Not only do these “Re-Leavers” want to uphold democracy, but many may have been swayed to the cause of Brexit by the intransigence of the EU in the negotiations, the upcoming development of an EU army via PESCO and the strong performance of the British economy since the vote. This is, of course, in stark contrast to the Project Fear lies of the Remain campaign prior to the Referendum.

We can also examine the type of Brexit favoured by most voters, according to the surveys. Anna Soubry MP and other Remoaners have suggested keeping the UK closely attached to the EU via membership of the Single Market and Customs Union. This would not be a real Brexit, as we would still be subject to payments to the EU, freedom of movement and EU regulations. As Jacob Rees-Mogg MP has said, this would prevent us achieving the benefits of Brexit, such as free trade deals with countries around the world.

But is this proposal popular among voters? No, according to several polls. On 10th April, Lord Ashcroft reported 42% of respondents seeing control of migration as more important than access to the Single Market (34%). An Opinium poll of 4th April found large majorities of Leave voters believing Brexit would not be worthwhile without ending the jurisdiction of the EU (62%), ending financial contributions to the EU budget (62%) and reducing immigration (54%). Indeed, there are widespread concerns, across Remain and Leave voters, about the effect of cheap labour on the low-paid and the ability of public services to cope with current levels. According to research from NatCen in March this year, two thirds of all voters want new controls on EU immigration.

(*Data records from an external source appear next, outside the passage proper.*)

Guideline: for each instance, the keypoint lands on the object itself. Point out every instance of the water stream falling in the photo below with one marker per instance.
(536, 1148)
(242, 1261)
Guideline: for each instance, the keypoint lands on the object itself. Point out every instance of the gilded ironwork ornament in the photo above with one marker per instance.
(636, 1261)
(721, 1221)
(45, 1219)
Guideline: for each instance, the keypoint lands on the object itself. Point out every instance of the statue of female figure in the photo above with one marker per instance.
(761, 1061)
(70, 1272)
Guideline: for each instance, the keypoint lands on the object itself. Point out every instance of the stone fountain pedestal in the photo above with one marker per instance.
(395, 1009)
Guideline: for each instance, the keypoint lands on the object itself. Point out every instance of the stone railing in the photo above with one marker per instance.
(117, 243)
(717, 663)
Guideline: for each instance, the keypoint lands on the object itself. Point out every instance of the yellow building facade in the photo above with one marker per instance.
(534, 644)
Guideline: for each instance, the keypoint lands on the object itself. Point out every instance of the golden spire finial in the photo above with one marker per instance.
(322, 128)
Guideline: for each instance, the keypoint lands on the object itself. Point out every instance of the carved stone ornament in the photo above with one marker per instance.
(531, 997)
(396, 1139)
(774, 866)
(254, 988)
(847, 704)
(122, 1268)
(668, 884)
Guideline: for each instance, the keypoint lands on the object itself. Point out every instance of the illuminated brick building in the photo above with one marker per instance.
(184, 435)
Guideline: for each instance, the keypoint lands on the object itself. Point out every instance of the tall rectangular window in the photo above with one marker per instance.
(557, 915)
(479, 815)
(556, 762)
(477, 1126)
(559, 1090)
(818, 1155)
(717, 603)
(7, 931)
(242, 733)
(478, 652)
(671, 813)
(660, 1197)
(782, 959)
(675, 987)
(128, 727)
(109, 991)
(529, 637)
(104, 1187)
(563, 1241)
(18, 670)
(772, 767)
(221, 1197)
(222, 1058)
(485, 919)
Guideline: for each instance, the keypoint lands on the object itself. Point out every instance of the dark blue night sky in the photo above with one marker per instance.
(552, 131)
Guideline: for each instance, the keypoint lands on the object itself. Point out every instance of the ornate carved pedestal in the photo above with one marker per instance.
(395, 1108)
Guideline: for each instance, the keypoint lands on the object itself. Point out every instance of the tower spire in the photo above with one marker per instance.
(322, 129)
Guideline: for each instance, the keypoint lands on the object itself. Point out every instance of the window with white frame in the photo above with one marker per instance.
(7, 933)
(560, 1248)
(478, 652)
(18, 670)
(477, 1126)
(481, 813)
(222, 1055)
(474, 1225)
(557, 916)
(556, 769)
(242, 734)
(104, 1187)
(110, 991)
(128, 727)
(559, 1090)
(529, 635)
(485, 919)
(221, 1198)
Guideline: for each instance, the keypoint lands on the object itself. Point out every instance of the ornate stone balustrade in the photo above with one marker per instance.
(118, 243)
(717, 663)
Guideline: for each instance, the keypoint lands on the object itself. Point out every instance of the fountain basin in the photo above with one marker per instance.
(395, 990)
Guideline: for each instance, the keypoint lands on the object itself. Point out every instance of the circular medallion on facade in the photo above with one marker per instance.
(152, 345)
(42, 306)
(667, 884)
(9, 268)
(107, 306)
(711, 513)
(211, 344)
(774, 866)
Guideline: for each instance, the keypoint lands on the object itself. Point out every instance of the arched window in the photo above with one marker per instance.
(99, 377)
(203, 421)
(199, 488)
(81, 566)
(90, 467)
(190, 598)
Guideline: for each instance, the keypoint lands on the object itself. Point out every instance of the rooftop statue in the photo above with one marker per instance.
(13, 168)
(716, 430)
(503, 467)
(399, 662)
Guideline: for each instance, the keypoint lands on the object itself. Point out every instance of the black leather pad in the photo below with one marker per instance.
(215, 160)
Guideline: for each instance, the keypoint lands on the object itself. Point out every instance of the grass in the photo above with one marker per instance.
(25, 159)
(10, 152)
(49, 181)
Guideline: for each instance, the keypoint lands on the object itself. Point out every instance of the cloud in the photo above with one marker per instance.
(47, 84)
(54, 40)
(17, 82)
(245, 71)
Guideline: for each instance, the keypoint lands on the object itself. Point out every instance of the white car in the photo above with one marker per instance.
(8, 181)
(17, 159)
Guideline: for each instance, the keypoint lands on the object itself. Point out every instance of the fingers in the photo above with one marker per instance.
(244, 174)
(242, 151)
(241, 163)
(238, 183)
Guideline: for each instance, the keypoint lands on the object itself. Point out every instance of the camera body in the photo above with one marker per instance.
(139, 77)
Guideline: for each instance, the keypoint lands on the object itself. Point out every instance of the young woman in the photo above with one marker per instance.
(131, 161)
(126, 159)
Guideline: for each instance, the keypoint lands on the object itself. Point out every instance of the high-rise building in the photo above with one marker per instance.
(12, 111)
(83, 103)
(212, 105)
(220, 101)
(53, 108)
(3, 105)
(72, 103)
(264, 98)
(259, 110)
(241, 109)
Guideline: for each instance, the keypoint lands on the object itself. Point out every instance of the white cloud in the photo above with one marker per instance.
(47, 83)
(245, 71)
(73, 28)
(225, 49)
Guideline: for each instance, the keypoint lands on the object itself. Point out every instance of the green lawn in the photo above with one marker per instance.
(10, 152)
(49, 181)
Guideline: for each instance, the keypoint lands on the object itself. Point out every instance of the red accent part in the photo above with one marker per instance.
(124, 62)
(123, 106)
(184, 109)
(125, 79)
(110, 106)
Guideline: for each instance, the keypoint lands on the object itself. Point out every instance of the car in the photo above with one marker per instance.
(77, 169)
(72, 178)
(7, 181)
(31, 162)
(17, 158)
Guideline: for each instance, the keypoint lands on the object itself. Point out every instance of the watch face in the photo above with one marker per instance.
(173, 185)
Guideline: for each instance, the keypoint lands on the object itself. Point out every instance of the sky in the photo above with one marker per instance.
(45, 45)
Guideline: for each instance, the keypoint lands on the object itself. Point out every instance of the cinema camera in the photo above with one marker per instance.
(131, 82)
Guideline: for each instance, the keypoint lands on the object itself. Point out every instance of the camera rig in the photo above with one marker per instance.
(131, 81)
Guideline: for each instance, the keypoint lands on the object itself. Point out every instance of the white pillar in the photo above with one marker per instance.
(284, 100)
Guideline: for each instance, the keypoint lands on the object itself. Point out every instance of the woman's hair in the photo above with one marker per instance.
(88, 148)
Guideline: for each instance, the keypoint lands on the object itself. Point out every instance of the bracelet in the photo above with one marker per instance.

What about the Government’s mantra of “No Deal is better than a Bad Deal”, much criticised by the Labour leadership? Sky Data’s survey in October finds almost three quarters of the Great British Public are in agreement with the Government on this. It seems the average voter, unlike the Labour party, understands this is an important principle in any negotiation.

It is clear from polling data that while voters’ opinions on the merits of Remain and Leave has been largely unchanged since the Referendum, a large majority of the electorate want the Government to get on with Brexit. There is a clear wish to regain control of immigration and Freedom of Movement, and therefore the necessity of leaving the Single Market. The Government must not waver from its mission to Get Britain Out, and must reject calls for another Referendum.